## Segmenting and Clustering Neighborhoods in Toronto

### Part 1

Load required libraries for this task

In [1]:
from IPython.core.interactiveshell import InteractiveShell
InteractiveShell.ast_node_interactivity = "all"
import numpy as np
import pandas as pd
import requests

Use the Notebook to build the code to scrape the following Wikipedia page, https://en.wikipedia.org/wiki/List_of_postal_codes_of_Canada:_M, in order to obtain the data that is in the table of postal codes and to transform the data into a pandas dataframe like the one shown below:

In [2]:
page = requests.get("https://en.wikipedia.org/wiki/List_of_postal_codes_of_Canada:_M").text

Let's define now some helper functions to automatize the extract of html elements 

In [3]:
def find_all(text, sub):
    """ find all occurences of substring in larger string 
    and return their indices relative to the text string
    
    Key arguments
    -------------
    text:      text string
    sub:       substring to be found in text
    
    Return
    -------
    indices:   indices of the found occurences relative to text
    """
    occurencesIndex = []
    index = 0
    while index < len(text):
        index = text.find(sub, index)
        if index == -1:
            return occurencesIndex
        else:
            occurencesIndex.append(index)
            index += 1 
    return occurencesIndex

def getValue(text, b_element, e_element):
    """ get text snippet with given indices for beginning and ending
    Key arguments:
    -------------
    text:       text string
    b_element:  begin html element <element>
    e_element:  end html element </element>
    
    return:
    ------
    text snippet if element found in text, otherwise return original text
    """
    if text.find(b_element) != -1:
        return text[text.find(b_element) + len(b_element):text.find(e_element)]
    else:
        return text
    

The following function extracts the data from the table of the wikipedia homepage 

In [4]:
def getData(text):
    """ get Data from html code
    Key argument:
    ------------
    text:      text from which the data will be extracted (table text)
    
    return:
    -------
    pd.Dataframe 
    """
    rows = zip(find_all(text, "<tr>")[1:], find_all(text, "</tr>")[1:])
    data =  []
    for row_b, row_e in rows:
        row_data = text[row_b:row_e]
        sub_indices = zip(find_all(row_data, "<td>"), find_all(row_data, "</td>"))
        data.append([row_data[sub_b+4:sub_e] for sub_b, sub_e in sub_indices])
    return pd.DataFrame(data, columns = ['PostalCode' , 'Borough', 'Neighborhood'])

table html from the page

In [5]:
tabledata = page[page.find('<table class="wikitable sortable">') + len('<table class="wikitable sortable">'):page.find('<table class="multicol" role="presentation" style="border-collapse: collapse; padding: 0; border: 0; background:transparent; width:100%;">')]

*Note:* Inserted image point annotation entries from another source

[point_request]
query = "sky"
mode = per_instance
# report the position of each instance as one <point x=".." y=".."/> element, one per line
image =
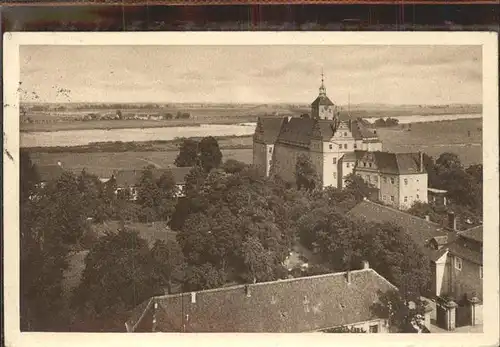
<point x="252" y="74"/>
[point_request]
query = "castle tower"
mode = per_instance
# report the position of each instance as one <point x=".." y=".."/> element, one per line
<point x="323" y="107"/>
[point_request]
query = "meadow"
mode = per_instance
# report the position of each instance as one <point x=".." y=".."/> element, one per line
<point x="432" y="138"/>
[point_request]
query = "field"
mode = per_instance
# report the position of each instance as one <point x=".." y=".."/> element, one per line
<point x="432" y="138"/>
<point x="64" y="117"/>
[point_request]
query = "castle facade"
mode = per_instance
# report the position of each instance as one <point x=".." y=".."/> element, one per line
<point x="336" y="149"/>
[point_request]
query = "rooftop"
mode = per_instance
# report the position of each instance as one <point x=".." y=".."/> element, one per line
<point x="304" y="304"/>
<point x="394" y="163"/>
<point x="437" y="191"/>
<point x="420" y="230"/>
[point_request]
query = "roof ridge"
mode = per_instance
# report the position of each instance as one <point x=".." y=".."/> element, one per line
<point x="333" y="274"/>
<point x="401" y="212"/>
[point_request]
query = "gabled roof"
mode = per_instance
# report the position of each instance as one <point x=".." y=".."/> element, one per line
<point x="460" y="249"/>
<point x="420" y="230"/>
<point x="48" y="173"/>
<point x="360" y="131"/>
<point x="269" y="128"/>
<point x="322" y="100"/>
<point x="463" y="247"/>
<point x="303" y="304"/>
<point x="125" y="178"/>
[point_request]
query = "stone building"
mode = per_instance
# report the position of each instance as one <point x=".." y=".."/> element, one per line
<point x="337" y="147"/>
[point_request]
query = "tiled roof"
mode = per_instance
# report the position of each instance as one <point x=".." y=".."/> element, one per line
<point x="269" y="128"/>
<point x="49" y="172"/>
<point x="126" y="178"/>
<point x="420" y="230"/>
<point x="360" y="131"/>
<point x="475" y="233"/>
<point x="322" y="100"/>
<point x="459" y="249"/>
<point x="396" y="163"/>
<point x="304" y="304"/>
<point x="297" y="131"/>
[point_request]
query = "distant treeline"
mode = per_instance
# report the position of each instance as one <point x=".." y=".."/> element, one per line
<point x="132" y="146"/>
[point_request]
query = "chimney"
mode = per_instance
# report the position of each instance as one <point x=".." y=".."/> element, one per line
<point x="452" y="221"/>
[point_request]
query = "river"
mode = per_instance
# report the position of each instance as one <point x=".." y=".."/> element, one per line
<point x="65" y="138"/>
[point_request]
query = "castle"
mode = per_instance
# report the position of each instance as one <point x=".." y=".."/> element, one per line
<point x="336" y="149"/>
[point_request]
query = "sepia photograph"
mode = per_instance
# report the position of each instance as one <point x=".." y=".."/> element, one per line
<point x="292" y="183"/>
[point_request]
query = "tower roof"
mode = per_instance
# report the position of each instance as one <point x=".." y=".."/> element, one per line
<point x="322" y="99"/>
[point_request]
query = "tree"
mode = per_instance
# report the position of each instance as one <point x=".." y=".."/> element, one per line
<point x="233" y="166"/>
<point x="476" y="171"/>
<point x="448" y="161"/>
<point x="28" y="176"/>
<point x="169" y="263"/>
<point x="405" y="316"/>
<point x="394" y="255"/>
<point x="305" y="173"/>
<point x="258" y="260"/>
<point x="210" y="154"/>
<point x="147" y="190"/>
<point x="188" y="154"/>
<point x="118" y="276"/>
<point x="205" y="276"/>
<point x="338" y="240"/>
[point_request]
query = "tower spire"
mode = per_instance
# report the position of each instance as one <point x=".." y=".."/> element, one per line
<point x="322" y="89"/>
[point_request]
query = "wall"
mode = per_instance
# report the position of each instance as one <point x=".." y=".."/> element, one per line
<point x="260" y="157"/>
<point x="465" y="281"/>
<point x="412" y="187"/>
<point x="285" y="159"/>
<point x="441" y="276"/>
<point x="388" y="189"/>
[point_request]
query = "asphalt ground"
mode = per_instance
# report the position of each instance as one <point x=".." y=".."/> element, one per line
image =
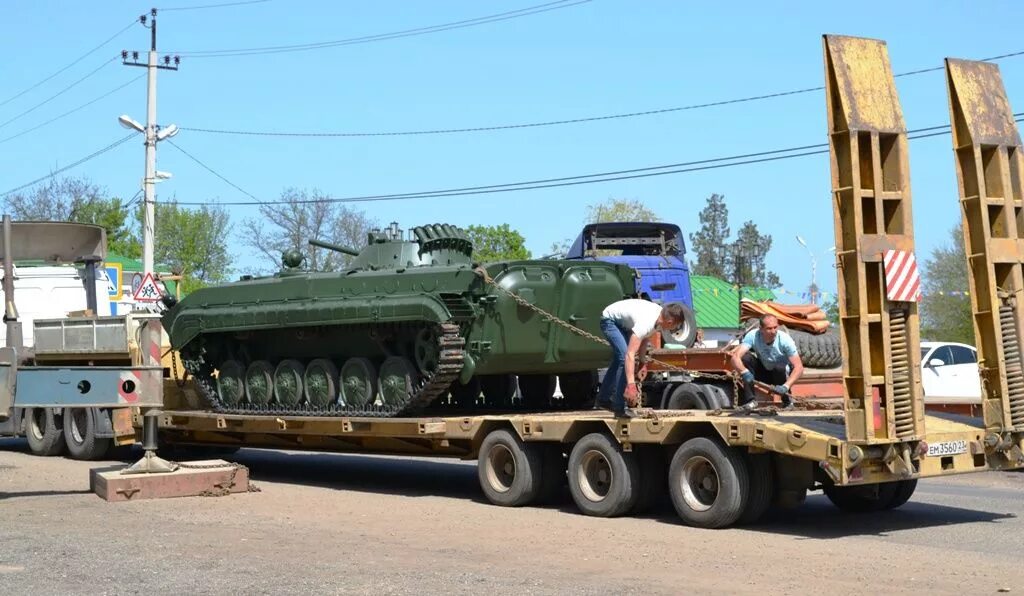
<point x="361" y="524"/>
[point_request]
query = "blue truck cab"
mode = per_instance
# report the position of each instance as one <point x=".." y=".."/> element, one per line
<point x="656" y="251"/>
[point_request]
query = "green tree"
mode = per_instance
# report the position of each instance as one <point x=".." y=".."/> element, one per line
<point x="194" y="243"/>
<point x="303" y="215"/>
<point x="620" y="210"/>
<point x="81" y="201"/>
<point x="749" y="252"/>
<point x="711" y="245"/>
<point x="497" y="243"/>
<point x="945" y="315"/>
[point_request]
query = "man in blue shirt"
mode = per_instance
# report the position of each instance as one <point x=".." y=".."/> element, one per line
<point x="769" y="356"/>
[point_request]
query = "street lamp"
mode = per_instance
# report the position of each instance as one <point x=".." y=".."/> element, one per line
<point x="814" y="268"/>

get the data frame of the table html

In [6]:
postcode_can = getData(tabledata)

some decoration since Borough and Neighborhood have data elements of type hyperlink 

In [7]:
postcode_can["Borough"] = [getValue(iString, '">', "</a>") for iString in postcode_can["Borough"]]
postcode_can["Neighborhood"] = [getValue(iString, '">', "</a>").replace("\n", "") for iString in postcode_can["Neighborhood"]]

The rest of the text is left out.